The next year we had to add my daughter Sara's name to the team name. She was diagnosed with breast cancer. Last year we tried the online donation route and it worked well. Sara's sister had shared what we were doing with her work group in Chicago and Team Mark Perry and Sara Stimac were recipients of many online donations by that group.

Brother Mike and his wife, Connie, have been part of the fundraising team and Relay for Life night for three years and Brother Mark and wife, Ann have joined us for the last two years. It is almost a mini family reunion.

I had always heard about the Relay for Life, but only when I went, saw, and heard the survivors get up in front of the crowd, did I FEEL the courage, perseverance, and HOPE. Now we honor many of our family and friends by going to the ceremony and looking at all the luminaries.

My daughter, Sara, has been in remission for four years and brother Mark continues his battle, but with much perseverance and fortitude. They are two mighty warriors."

Marla added, "Cancer touches many hearts. Everyone relates to cancer in his or her families and among friends. We wouldn't be able to raise what we do each year without the generosity of those caring folks."

Team Lifesavers captains
Abbi Agnitsch, Tammy Hare, Valerie Patterson, team captains for Team Lifesavers :


"When you ask me why I Relay only one thing jumps into my mind - Jim Weins. He was a friend of mine who passed away from cancer. When I first met this man, he was so full of life, so spunky...he loved food and cooking. We would share recipes; if he tried something new he would come in and tell us about it. He was a handy man, who I am sure most of the community knew and respected. We saw this man go through chemo, deal with the sickness and pain, and pass up several "death dates" as I called them. He told his doctors, "we are gonna kick this thing let's give it 110%!" He showed me what a fighter was.

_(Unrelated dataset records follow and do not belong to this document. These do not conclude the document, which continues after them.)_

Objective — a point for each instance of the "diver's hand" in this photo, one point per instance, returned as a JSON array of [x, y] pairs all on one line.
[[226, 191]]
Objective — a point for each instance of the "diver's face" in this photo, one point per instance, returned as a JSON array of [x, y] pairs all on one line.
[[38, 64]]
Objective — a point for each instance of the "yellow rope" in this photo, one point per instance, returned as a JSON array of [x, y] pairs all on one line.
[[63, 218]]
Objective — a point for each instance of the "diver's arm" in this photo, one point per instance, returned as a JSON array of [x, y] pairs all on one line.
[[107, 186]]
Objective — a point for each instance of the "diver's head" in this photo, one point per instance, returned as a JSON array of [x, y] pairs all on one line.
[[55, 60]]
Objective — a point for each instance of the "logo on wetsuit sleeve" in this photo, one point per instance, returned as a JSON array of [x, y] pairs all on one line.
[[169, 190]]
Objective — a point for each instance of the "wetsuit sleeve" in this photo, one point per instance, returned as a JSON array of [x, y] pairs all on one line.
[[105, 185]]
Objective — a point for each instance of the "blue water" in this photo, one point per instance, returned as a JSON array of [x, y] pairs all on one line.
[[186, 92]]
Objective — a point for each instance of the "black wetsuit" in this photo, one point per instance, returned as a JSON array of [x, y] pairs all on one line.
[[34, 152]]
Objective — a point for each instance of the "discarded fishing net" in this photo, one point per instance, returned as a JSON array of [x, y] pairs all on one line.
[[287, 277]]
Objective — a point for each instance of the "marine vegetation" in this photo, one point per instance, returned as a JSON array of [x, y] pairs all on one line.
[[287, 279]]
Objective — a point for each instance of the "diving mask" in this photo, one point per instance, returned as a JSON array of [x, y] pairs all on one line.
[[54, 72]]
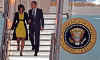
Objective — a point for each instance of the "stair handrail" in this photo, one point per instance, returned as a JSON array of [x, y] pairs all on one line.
[[53, 47]]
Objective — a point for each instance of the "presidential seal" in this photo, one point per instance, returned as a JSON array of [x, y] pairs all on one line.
[[78, 36]]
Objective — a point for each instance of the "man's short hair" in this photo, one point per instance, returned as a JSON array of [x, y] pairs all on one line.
[[35, 2]]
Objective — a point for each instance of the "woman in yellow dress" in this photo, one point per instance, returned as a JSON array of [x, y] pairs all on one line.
[[19, 26]]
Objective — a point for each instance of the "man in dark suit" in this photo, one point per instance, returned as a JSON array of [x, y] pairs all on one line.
[[36, 23]]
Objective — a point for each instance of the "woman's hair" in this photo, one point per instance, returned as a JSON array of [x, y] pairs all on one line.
[[21, 6]]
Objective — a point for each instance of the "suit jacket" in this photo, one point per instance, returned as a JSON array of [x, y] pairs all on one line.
[[37, 21], [15, 24]]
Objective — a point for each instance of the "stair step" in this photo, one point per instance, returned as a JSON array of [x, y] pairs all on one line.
[[28, 43], [30, 48], [28, 57], [50, 16], [30, 53]]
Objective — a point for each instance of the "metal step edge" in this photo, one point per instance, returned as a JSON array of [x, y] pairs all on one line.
[[29, 45], [29, 51]]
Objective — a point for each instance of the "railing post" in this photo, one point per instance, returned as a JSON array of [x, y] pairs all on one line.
[[59, 24]]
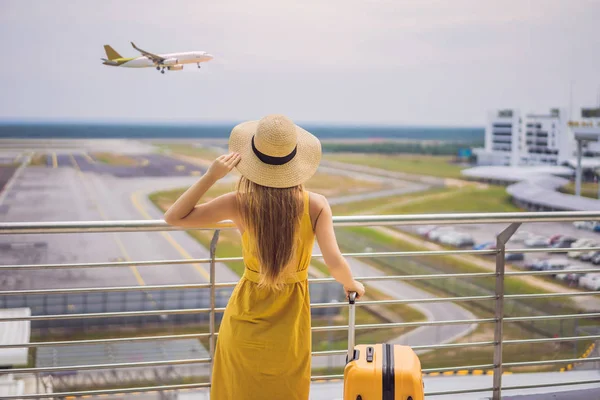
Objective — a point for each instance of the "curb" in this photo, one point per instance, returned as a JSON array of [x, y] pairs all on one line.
[[585, 354]]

Since Jim, I hear about cancer all the time but he opened my eyes. After truly getting involved with the Relay for Life, I have had the opportunity to know what the American Cancer Society really can do, not only for the patients but also for the families. A story that sticks with me is about a little boy who would call everyday and talk to the call center. His mom had cancer. They helped him and talked to him, it was what he needed. So it's not just about the cancer research or the housing they can provide or the great facilities they have. It's something as small as talking to a child to help calm his fears that makes the Relay for Life important to me."


"Three years ago I was listening to KCHE on a program about the Relay for Life. I had walked in a Relay, but I was excited to learn we could form our own team. After talking to some of my friends, Abbi, Val and I created Team Lifesavers. The work we do by raising money makes me feel we are making a difference. Cancer has affected everyone who has lost loved ones or has supported survivors. Fighting to help find a cure is special to me. I love the Relay for Life."